Re: Initializing unichar variable with a human readable letter
Re: Initializing unichar variable with a human readable letter
- Subject: Re: Initializing unichar variable with a human readable letter
- From: James Bucanek <email@hidden>
- Date: Tue, 20 Jul 2010 08:17:51 -0700
vincent habchi <mailto:email@hidden> wrote (Saturday, July
17, 2010 1:58 PM +0200):
I have a very simple problem: I'd like to affect to a unichar
variable the value of the glyph é (or any non-ascii character).
Others can correct me if I'm wrong, but the basic problem here
is that GCC does not, and cannot, know the character encoding of
the source file. Thus, program source code must be restricted to
ASCII and any non-ASCII characters are unpredictable and non-portable.
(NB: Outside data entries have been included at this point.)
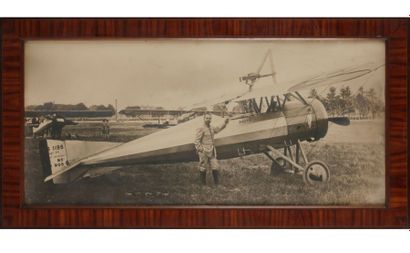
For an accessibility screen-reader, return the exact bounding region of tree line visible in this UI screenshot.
[309,86,385,119]
[26,102,115,112]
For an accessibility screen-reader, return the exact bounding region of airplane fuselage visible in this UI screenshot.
[81,100,328,166]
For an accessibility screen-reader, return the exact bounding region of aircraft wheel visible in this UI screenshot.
[303,161,330,185]
[270,157,287,176]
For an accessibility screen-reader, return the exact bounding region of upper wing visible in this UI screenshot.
[235,63,385,101]
[184,63,385,111]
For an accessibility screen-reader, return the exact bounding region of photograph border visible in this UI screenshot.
[0,18,410,228]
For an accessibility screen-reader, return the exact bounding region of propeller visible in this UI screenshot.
[239,50,276,92]
[327,117,350,126]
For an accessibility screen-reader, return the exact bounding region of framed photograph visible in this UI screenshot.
[1,19,409,228]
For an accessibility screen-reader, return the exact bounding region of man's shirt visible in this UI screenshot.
[194,123,226,157]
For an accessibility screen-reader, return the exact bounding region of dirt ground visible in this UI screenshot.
[25,121,385,206]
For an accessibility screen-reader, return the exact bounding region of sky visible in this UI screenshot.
[25,39,385,109]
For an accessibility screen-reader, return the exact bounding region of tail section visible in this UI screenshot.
[40,139,122,184]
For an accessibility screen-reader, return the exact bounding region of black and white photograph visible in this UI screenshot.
[24,38,386,207]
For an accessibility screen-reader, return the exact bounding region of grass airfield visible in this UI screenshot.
[25,120,385,206]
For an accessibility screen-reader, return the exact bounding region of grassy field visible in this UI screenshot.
[25,122,385,205]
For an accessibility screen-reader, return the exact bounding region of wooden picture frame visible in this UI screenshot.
[0,18,410,228]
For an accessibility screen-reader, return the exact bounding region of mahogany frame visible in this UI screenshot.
[0,18,410,228]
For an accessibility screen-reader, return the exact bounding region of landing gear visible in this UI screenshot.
[264,140,330,185]
[303,161,330,185]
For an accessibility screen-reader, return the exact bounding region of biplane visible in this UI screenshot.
[40,50,384,184]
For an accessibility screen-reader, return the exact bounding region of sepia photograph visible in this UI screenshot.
[24,39,386,207]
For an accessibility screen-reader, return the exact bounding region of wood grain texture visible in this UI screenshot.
[0,19,409,228]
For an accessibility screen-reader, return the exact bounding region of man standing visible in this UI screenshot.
[194,113,229,185]
[101,119,110,140]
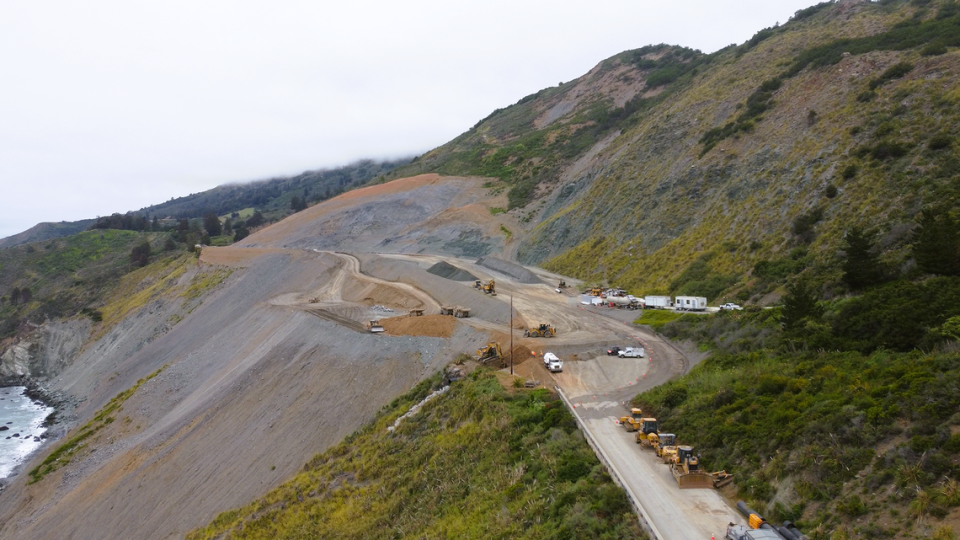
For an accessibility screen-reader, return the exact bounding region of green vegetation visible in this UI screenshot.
[187,370,643,540]
[700,2,960,157]
[633,309,683,332]
[28,366,167,484]
[634,266,960,538]
[0,230,162,339]
[181,268,233,300]
[670,252,737,300]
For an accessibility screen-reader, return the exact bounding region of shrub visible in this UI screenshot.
[868,62,913,90]
[927,133,953,150]
[870,141,907,161]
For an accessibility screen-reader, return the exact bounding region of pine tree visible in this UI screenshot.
[203,214,223,236]
[912,208,960,276]
[780,280,823,332]
[842,227,882,290]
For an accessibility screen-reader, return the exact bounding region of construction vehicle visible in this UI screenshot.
[653,433,677,463]
[543,352,563,373]
[637,418,660,446]
[724,501,810,540]
[670,445,713,489]
[670,445,733,489]
[440,306,470,319]
[620,407,643,431]
[477,341,503,364]
[473,279,497,296]
[523,323,557,337]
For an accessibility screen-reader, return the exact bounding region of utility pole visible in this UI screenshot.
[510,293,513,375]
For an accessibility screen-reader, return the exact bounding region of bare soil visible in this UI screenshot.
[0,175,732,539]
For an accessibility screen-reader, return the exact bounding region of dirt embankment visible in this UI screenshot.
[380,315,457,338]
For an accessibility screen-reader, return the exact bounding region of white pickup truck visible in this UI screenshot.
[543,352,563,373]
[617,347,644,358]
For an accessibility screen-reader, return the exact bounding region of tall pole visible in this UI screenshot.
[510,293,513,375]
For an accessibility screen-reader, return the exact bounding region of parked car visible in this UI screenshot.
[617,347,643,358]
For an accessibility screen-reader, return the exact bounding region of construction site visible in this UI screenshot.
[0,175,745,540]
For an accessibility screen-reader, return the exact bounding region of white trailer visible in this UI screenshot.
[543,352,563,373]
[673,296,707,311]
[643,296,673,309]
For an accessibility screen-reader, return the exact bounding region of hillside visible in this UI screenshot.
[0,0,960,540]
[0,219,94,249]
[390,0,960,301]
[0,159,409,249]
[187,371,645,540]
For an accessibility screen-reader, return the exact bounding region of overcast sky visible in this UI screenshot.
[0,0,815,237]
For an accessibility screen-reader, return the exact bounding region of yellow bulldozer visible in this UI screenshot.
[477,341,503,367]
[473,279,497,296]
[653,433,677,463]
[523,323,557,337]
[670,445,733,489]
[620,407,643,431]
[637,418,660,446]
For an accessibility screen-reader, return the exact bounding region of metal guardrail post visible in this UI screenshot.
[554,386,663,540]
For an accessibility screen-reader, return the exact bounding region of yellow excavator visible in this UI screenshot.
[637,418,660,446]
[473,279,497,296]
[477,341,503,367]
[653,433,677,463]
[670,445,733,489]
[523,323,557,337]
[620,407,643,431]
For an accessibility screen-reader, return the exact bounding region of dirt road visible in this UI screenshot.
[368,255,744,540]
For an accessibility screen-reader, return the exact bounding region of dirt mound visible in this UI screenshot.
[380,315,457,337]
[477,257,540,283]
[342,279,424,309]
[427,261,477,281]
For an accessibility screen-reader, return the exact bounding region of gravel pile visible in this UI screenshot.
[477,257,540,283]
[427,261,477,281]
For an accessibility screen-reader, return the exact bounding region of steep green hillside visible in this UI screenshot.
[187,371,644,540]
[0,219,94,249]
[394,0,960,301]
[0,159,409,249]
[634,284,960,539]
[137,159,409,219]
[0,230,171,339]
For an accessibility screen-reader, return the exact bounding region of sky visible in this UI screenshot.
[0,0,817,238]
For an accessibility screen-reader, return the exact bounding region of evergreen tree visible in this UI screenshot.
[130,240,150,267]
[912,208,960,276]
[203,213,223,236]
[842,227,882,290]
[247,210,264,227]
[780,280,823,332]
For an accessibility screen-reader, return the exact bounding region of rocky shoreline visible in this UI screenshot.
[0,375,76,493]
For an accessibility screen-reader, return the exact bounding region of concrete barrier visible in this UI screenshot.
[554,386,663,540]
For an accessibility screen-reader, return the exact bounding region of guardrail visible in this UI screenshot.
[554,386,663,540]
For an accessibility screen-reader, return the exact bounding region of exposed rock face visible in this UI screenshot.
[0,319,92,380]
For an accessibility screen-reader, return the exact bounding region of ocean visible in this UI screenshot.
[0,386,53,478]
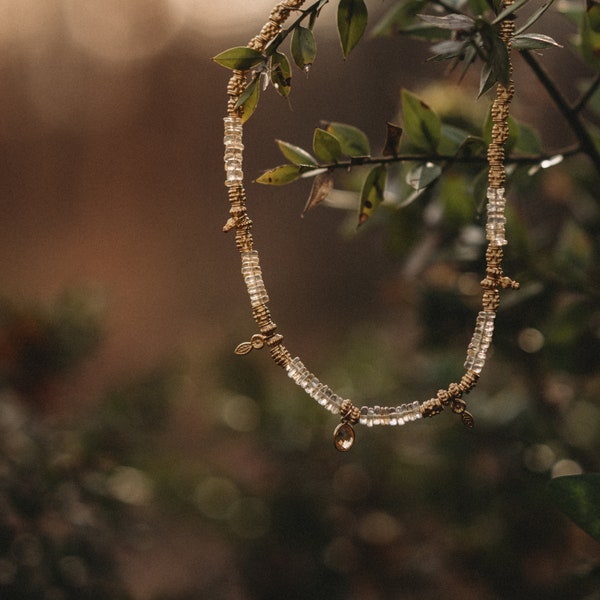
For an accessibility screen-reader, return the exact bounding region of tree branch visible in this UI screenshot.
[311,144,581,171]
[521,50,600,173]
[573,73,600,112]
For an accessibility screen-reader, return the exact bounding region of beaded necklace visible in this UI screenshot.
[224,0,519,451]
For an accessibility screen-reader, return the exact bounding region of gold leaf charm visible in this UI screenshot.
[460,410,475,429]
[333,421,354,452]
[234,333,265,355]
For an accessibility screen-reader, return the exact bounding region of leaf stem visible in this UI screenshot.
[521,50,600,173]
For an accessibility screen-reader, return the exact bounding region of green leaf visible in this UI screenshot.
[406,162,442,190]
[302,170,333,216]
[325,122,371,156]
[235,74,260,123]
[418,14,475,31]
[579,11,600,69]
[555,219,594,280]
[402,90,442,152]
[270,51,292,98]
[492,0,529,25]
[548,473,600,542]
[256,165,303,185]
[440,175,475,229]
[455,135,487,158]
[512,33,562,50]
[358,165,387,225]
[337,0,368,58]
[276,140,318,167]
[313,127,342,163]
[213,46,265,71]
[291,26,317,71]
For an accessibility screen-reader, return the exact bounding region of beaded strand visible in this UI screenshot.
[223,0,519,451]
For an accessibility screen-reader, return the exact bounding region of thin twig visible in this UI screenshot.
[521,50,600,173]
[311,144,581,171]
[573,73,600,113]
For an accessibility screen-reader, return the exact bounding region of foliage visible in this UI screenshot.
[0,290,178,600]
[211,0,600,599]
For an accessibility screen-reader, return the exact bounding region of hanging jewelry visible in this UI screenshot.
[224,0,519,452]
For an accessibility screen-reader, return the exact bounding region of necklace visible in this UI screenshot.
[224,0,519,451]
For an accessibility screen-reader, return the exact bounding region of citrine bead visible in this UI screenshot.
[333,423,354,452]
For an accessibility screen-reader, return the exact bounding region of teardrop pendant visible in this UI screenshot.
[333,422,354,452]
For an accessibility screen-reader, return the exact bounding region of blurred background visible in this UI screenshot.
[0,0,600,600]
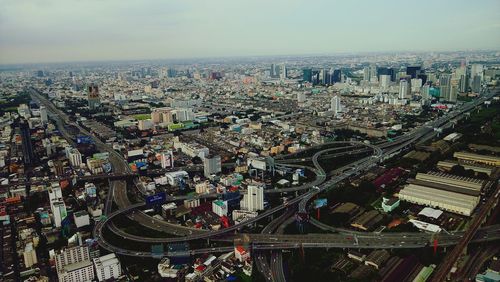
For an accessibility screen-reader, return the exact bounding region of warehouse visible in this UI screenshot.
[453,152,500,167]
[399,183,479,216]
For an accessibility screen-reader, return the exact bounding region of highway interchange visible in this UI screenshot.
[32,89,500,281]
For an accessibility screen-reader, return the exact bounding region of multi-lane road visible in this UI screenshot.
[33,85,500,279]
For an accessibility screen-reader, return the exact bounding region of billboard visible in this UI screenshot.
[314,199,328,209]
[146,192,167,206]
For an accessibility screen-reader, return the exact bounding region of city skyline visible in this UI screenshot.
[0,0,500,64]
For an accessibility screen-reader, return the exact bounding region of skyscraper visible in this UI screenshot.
[302,69,312,83]
[399,79,411,100]
[330,95,342,116]
[40,106,49,124]
[439,74,451,101]
[280,64,288,80]
[19,119,35,165]
[88,84,100,111]
[203,155,221,177]
[332,69,342,84]
[406,66,422,78]
[448,78,460,103]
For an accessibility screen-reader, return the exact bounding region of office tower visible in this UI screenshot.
[399,79,411,100]
[56,246,95,282]
[321,69,331,85]
[439,74,451,101]
[411,78,422,92]
[94,253,122,281]
[297,92,306,103]
[40,106,49,124]
[370,65,378,82]
[448,78,460,103]
[379,74,391,90]
[470,64,484,81]
[332,69,342,84]
[459,74,469,93]
[420,83,431,100]
[363,67,371,81]
[471,75,481,93]
[280,64,288,80]
[240,185,264,211]
[167,68,177,78]
[203,155,221,177]
[330,96,342,116]
[19,119,35,165]
[88,84,100,111]
[50,201,68,227]
[269,64,276,77]
[406,66,422,78]
[302,69,313,83]
[160,151,174,168]
[65,147,82,167]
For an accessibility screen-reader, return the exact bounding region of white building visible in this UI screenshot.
[240,185,264,211]
[94,253,122,281]
[23,242,38,268]
[50,201,68,227]
[40,106,49,124]
[55,246,94,282]
[73,211,90,228]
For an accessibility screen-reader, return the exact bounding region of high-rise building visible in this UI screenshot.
[160,151,174,168]
[203,155,221,177]
[56,246,95,282]
[50,201,68,227]
[269,64,276,77]
[471,75,481,93]
[65,147,82,167]
[379,74,391,90]
[321,69,331,85]
[88,84,100,111]
[439,74,451,101]
[406,66,422,78]
[470,64,484,80]
[363,67,371,81]
[448,78,460,103]
[94,253,122,281]
[330,95,342,116]
[280,64,288,80]
[302,69,313,83]
[240,185,264,211]
[332,69,342,84]
[399,79,411,100]
[420,83,431,100]
[19,119,35,165]
[40,106,49,124]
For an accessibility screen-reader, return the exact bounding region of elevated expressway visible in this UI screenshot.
[31,87,500,272]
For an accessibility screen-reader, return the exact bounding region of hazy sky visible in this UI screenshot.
[0,0,500,64]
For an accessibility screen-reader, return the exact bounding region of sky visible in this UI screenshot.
[0,0,500,64]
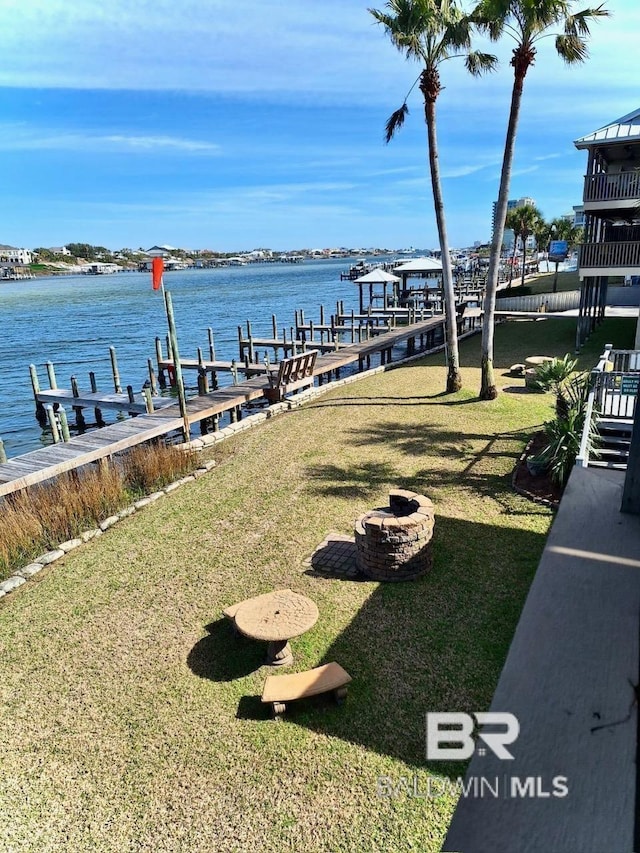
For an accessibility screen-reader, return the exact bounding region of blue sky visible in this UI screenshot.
[0,0,640,251]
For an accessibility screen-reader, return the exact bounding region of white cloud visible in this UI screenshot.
[0,0,640,110]
[0,124,220,156]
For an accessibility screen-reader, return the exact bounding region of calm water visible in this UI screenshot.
[0,260,358,457]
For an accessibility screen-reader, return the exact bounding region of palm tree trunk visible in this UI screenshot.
[424,87,462,394]
[480,64,526,400]
[509,240,518,290]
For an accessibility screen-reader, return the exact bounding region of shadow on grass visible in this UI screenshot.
[187,619,266,681]
[286,517,545,778]
[305,422,548,515]
[306,391,477,409]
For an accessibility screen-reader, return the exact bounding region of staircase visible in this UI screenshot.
[589,417,633,471]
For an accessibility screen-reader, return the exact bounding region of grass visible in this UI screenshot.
[0,319,632,853]
[508,264,580,297]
While you can often get away with sticking non-ASCII characters
into string literals, it is a non-standard solution that is
unsupported and fragile There's no guarantee that it will work
with future (or past) versions of the compiler or if you move
this project to another environment.
I'm not "the compiler police"--I use non-ASCII characters in my
own code. Just be aware of what you're getting into. If this is
your own project that will never be compiled anywhere else,
you're probably fine (this situation hasn't changed in years).
But if this a project that you're delivering to a client, will
be used by other developers, or you expect to live for a very
long time I'd probably take the time to develop a more robust solution.